Panera Stock: Why It’s Not All That Delicious
On Wednesday, we saw Panera Bread (NYSE:PNRA) shares fall to a multi-year low after reporting weak first-quarter earnings. The company’s profits declined from $48 million in the first-quarter of 2013 to $42 million in the first quarter of 2014. This is despite the fact that revenues grew 8 percent.
Panera Bread isn’t the only restaurant chain that is seeing margin compression — we also saw something similar with Chipotle Mexican Grill (NYSE:CMG). This company reported weaker margins that resulted from rising commodity prices and increased administrative expenses. But at least Chipotle was able to grow its earnings.
Panera wasn’t so lucky. At the same time, Panera’s margin compression could be temporary. The company cites as its justification the fact that while it sold more food, it sold less food per restaurant. This was due to severe weather conditions. On the one hand, I find this a little disconcerting. Severe weather conditions shouldn’t be an excuse, especially for a company that sells coffee and competes with Starbucks (NASDAQ:SBUX), which claimed that adverse weather conditions didn’t impact its business.
We must further wonder why the company didn’t cite rising commodity prices as a reason for lower margins — this is a phenomenon that impacts the entire industry, not just a few unlucky companies. Given drought concerns in Brazil — where much of the world’s coffee and sugar is grown as well as California, where a lot of fruits and vegetables are grown — I am surprised that Panera didn’t cite this. Furthermore, if rising commodity prices didn’t impact Panera’s business in Q1, it may impact it in subsequent quarters.

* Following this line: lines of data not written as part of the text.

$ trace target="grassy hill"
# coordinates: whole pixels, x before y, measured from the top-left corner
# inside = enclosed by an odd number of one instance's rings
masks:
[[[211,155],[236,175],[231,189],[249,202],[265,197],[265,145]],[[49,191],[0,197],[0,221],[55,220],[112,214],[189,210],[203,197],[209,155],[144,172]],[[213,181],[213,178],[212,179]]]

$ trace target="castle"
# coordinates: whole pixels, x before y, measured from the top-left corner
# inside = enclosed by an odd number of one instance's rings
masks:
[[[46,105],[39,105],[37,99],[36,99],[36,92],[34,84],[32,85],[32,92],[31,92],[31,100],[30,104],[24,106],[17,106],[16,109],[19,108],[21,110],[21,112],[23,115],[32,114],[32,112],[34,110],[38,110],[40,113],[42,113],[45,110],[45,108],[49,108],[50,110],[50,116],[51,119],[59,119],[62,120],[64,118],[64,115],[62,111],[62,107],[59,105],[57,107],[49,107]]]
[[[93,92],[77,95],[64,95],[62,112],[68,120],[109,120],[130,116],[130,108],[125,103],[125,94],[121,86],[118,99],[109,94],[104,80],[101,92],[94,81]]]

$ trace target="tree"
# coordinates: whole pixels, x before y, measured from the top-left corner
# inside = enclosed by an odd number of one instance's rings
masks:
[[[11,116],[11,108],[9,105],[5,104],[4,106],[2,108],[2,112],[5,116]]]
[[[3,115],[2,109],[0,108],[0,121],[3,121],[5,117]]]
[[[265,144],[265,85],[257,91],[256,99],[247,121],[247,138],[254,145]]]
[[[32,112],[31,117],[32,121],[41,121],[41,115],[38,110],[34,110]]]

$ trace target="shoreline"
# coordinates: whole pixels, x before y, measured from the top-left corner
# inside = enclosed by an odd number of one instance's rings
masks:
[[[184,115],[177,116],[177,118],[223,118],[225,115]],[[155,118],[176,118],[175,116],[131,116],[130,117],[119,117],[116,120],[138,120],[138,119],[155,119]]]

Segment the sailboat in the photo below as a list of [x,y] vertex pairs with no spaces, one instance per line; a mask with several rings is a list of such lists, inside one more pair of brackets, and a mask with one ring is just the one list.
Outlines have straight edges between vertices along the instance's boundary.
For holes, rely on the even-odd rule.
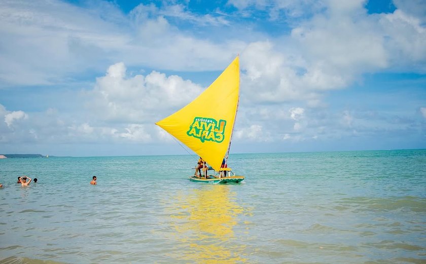
[[239,98],[239,57],[237,56],[192,102],[155,123],[209,165],[202,168],[203,176],[190,176],[190,180],[238,183],[244,180],[244,176],[236,175],[222,165],[223,161],[227,163]]

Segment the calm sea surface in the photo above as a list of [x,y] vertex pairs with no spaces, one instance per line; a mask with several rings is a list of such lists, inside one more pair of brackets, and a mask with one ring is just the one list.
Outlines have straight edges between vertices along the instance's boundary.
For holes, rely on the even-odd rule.
[[231,155],[234,185],[196,162],[0,159],[0,262],[426,263],[426,150]]

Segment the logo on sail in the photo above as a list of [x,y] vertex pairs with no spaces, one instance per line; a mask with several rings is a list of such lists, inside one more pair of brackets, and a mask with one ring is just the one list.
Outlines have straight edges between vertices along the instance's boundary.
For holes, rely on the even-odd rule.
[[206,140],[220,143],[225,138],[226,125],[226,121],[222,119],[218,122],[213,118],[195,117],[187,135],[199,139],[202,143]]

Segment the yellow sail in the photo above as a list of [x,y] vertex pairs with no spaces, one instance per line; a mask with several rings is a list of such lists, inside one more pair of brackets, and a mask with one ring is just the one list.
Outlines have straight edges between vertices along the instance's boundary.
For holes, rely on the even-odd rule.
[[239,95],[237,57],[194,101],[156,124],[218,171],[231,140]]

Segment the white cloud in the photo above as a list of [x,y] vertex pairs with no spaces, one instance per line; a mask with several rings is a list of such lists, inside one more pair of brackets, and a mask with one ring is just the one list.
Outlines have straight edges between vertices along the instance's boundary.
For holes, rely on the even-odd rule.
[[115,131],[114,136],[138,142],[149,142],[151,141],[151,136],[145,131],[144,125],[130,124],[124,130],[125,131],[122,133]]
[[269,140],[268,134],[263,131],[262,126],[256,124],[236,130],[234,136],[240,140],[248,139],[260,142]]
[[298,121],[303,117],[305,109],[301,107],[292,108],[289,112],[290,113],[290,117],[292,119]]
[[189,103],[202,87],[182,78],[156,71],[145,76],[127,76],[122,62],[110,67],[106,75],[96,79],[87,93],[86,107],[101,120],[154,123],[170,109]]
[[5,115],[5,122],[7,124],[9,127],[11,126],[14,122],[16,120],[27,119],[28,115],[25,112],[20,110],[13,111]]

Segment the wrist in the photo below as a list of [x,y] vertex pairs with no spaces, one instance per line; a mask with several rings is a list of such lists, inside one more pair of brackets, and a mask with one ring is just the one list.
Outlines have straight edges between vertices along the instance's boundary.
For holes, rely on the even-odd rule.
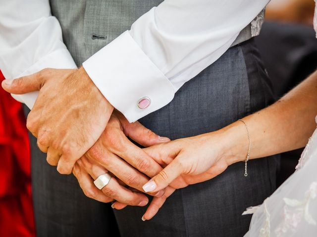
[[91,79],[84,67],[82,66],[77,69],[77,73],[79,75],[78,78],[85,79],[87,81],[85,86],[87,86],[86,88],[89,90],[90,93],[95,95],[95,96],[96,97],[96,102],[100,104],[104,105],[104,108],[105,111],[107,112],[110,112],[110,114],[111,115],[114,109],[113,106],[101,93],[98,87],[97,87],[96,85]]
[[249,139],[244,124],[239,121],[217,131],[222,141],[222,157],[230,165],[245,160]]

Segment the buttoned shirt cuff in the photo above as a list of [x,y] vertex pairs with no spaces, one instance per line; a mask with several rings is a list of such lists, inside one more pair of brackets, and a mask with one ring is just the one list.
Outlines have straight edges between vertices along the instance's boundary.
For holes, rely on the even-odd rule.
[[169,103],[175,92],[128,31],[83,63],[95,84],[130,122]]
[[[0,65],[5,65],[5,61],[0,60]],[[3,67],[2,68],[9,68],[8,67]],[[27,70],[23,72],[19,75],[13,75],[14,78],[18,78],[24,76],[29,75],[35,73],[45,68],[55,68],[58,69],[73,69],[77,68],[74,60],[68,50],[65,48],[61,48],[53,51],[49,54],[42,57],[35,63],[30,66]],[[10,75],[9,73],[5,73],[5,70],[3,71],[3,75],[6,79],[11,79],[9,76],[6,77],[6,75]],[[11,76],[12,77],[12,76]],[[39,95],[38,91],[27,93],[22,95],[11,94],[12,97],[18,101],[25,104],[28,107],[32,109],[35,101]]]

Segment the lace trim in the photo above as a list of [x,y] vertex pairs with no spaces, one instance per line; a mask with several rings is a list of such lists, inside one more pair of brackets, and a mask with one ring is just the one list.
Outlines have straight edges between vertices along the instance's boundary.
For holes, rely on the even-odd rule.
[[262,24],[264,22],[265,8],[251,22],[251,36],[252,37],[257,36],[260,34]]
[[309,225],[317,225],[316,221],[309,211],[310,202],[316,197],[317,182],[314,182],[305,193],[305,198],[303,200],[286,198],[283,198],[285,203],[283,208],[283,221],[274,231],[277,237],[287,236],[285,234],[290,231],[294,232],[303,219]]

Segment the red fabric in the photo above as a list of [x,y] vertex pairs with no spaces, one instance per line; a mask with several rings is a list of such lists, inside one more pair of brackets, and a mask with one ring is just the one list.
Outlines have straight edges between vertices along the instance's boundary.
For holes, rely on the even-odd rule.
[[[0,72],[0,82],[4,79]],[[0,235],[34,237],[30,144],[21,104],[0,88]]]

Other than these concerns, I see an opportunity for Panera to improve its operations. Simply put, it needs to shut down less profitable locations. The “weather excuse” aside, Panera seemingly expanded too quickly and in locations where its product isn’t appreciated by consumers. While I wouldn’t necessarily say that the company has saturated the United States, it might be wise to shut down a few of the least productive restaurants and perhaps attempt to open some locations overseas; the company now only operates in the United States and Canada. Were the company to make such an announcement, I would be more confident in its growth potential going forward, and I would be more willing to pay 22-times earnings for the stock.
Another thing investors need to be concerned about is the fact that management has been so aggressively buying back stock. Considering that the shares now trade at a multi-year low it is evident — with hindsight, of course — that these buybacks were not the best use of shareholder capital. I would lke to see the company slow down the buyback and invest in improving its operations, or perhaps pay a small dividend.
With these points in mind, I think Panera has a lot of promise. I think the company offers a compelling product that is inexpensive and gourmet at the same time, while serving as a coffee shop and bakery. Given its emphasis on quality food in small portions, Panera has a leg up on Starbucks — but it hasn’t operated up to its potential.
With that being the case, I want to hold off on owning Panera shares for now. I am not so much waiting for a particular price point as I am waiting for a strategic announcement that answers the question: how is the company going to begin growing the way it was earlier in the 21st century? If the company can do this and demonstrate that it can navigate the competitive restaurant environment, I will buy the shares with enthusiasm. But for now, as the first-quarter earnings figures indicate, Panera hasn’t reached this level of excellence, and it is not worth 22 times earnings.
Disclosure: Ben Kramer-Miller has no position in Panera Bread or in the other stocks mentioned in this article.